There are some small, high end part manufacturers in the US, but I don't think its possible to assemble a complete bike from US components. And even those small manufacturers are likely using at least some imported materials. Just for example, China is by far the worlds leader in aluminum production. The story with steel is largely the same. So even if you're, say, Chris King or LH Thomson and manufacture everything in the US, your prices are still going up because raw material prices are going up.
Taiwan bicycle tubing factory. Products imported and stocked in USA.
https://www.fairing.com/blog/2019/7/19/new-bicycle-frame-depot
 
To answer OP, depends how far and fast I want to go.
If 60 miles, only use PAS 3 on climbs.
If 40 miles, PAS 2 and 3.
25 miles, PAS 4 and 5 go 28 mph.
 
For long rides, greater than 30 miles or so, I generally don't use PAS at all. Instead, I set the cruise control to my desired speed and apply pedal pressure to assist the bike, rather than it assisting me. On average, this technique gives me a 14% increase in range by eliminating wasteful current spikes caused by the uneven pedal pressure applied while using PAS..
 
Spikes and surges...

A few months ago I did an experiment where I measured battery voltage in hundredths to estimate how much energy I used. First I found that I could climb a certain hill with no motor at 3.5 mph. I recorded voltage and climbed it again, this time rolling on just enough throttle to climb at 7 mph with the same pedal effort. I recorded the voltage.
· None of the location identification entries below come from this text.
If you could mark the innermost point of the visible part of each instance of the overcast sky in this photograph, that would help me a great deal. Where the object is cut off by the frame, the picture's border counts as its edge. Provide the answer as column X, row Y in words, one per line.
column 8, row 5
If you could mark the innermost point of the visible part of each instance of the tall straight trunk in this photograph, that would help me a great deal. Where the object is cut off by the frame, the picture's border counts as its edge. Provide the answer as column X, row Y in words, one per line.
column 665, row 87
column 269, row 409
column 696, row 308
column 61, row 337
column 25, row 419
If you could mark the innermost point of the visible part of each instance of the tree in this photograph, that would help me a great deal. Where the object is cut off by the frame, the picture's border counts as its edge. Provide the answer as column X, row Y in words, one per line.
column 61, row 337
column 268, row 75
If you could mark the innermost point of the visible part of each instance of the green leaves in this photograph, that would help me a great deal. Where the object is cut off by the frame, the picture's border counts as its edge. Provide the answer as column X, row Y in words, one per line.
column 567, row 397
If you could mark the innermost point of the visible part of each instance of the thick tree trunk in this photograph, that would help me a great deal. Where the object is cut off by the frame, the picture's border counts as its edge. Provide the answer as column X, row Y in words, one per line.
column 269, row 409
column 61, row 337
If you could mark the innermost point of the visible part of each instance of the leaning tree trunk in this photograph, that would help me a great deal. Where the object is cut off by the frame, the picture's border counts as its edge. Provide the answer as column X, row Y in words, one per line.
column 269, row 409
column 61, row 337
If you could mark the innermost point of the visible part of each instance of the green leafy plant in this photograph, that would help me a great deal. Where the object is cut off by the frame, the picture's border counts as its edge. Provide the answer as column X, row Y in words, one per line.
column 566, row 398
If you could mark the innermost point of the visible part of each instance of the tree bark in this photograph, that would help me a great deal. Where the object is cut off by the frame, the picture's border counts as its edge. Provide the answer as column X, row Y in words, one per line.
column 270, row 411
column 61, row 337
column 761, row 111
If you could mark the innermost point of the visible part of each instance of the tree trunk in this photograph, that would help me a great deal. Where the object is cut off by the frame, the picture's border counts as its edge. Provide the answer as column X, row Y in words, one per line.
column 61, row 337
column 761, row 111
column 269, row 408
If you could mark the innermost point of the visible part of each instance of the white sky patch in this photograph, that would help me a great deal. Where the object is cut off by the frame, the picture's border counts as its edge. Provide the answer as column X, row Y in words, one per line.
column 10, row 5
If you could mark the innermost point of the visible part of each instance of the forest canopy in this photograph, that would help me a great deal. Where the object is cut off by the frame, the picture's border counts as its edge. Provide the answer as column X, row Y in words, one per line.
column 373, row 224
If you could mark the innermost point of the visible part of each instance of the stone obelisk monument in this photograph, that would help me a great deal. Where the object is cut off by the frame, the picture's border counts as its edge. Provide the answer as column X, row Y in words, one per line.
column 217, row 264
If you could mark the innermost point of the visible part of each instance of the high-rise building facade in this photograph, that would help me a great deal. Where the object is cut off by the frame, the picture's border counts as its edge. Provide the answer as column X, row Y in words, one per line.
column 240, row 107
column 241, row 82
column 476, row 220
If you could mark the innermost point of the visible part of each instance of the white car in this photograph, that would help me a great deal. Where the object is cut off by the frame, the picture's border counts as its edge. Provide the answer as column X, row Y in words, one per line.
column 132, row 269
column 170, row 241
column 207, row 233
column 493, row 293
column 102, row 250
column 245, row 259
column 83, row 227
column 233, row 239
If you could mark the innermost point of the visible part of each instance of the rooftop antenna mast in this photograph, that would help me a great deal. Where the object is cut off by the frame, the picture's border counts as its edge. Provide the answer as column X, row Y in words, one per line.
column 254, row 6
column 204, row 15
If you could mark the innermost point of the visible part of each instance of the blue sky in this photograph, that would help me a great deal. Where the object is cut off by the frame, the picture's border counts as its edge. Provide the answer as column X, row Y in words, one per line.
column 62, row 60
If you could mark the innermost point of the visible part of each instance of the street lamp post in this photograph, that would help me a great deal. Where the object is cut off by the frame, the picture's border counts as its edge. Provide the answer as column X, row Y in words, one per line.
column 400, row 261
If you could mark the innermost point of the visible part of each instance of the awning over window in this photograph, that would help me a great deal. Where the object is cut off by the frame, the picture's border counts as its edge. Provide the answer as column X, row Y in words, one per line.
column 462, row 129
That low speed was handy because in still air, air drag is insignificant. It's all about the energy to gain altitude. I climbed it again using motor only at 7 mph. I measured the voltage. I'd used just about twice the energy as the time before, meaning that the time before, my legs had supplied half the energy, as I'd intended. A little throttle had saved time and leg energy getting up that hill.

I climbed it again with no pedal power and full throttle, noted the terminal speed, and checked the voltage. Climbing the hill required the same number of joules as at 7 mph, but it also took a lot of joules to accelerate to the higher speed. That was easy to calculate, as was an estimate of air drag joules, which was relatively small. I added it up and found that the loss in battery energy was about 50% greater. I seem to have a 25 amp controller, and opening the throttle to 25 amps greatly reduces the efficiency of converting chemical energy into electrical energy.

I use my half twist-thottle like a cruise control. Because I can feel how far I'm turning it, I may let my speed drop on a hill, rather than demand amperage that's inefficient for the battery. My display reads 195 miles since the last charge, and I'm still 57% charged.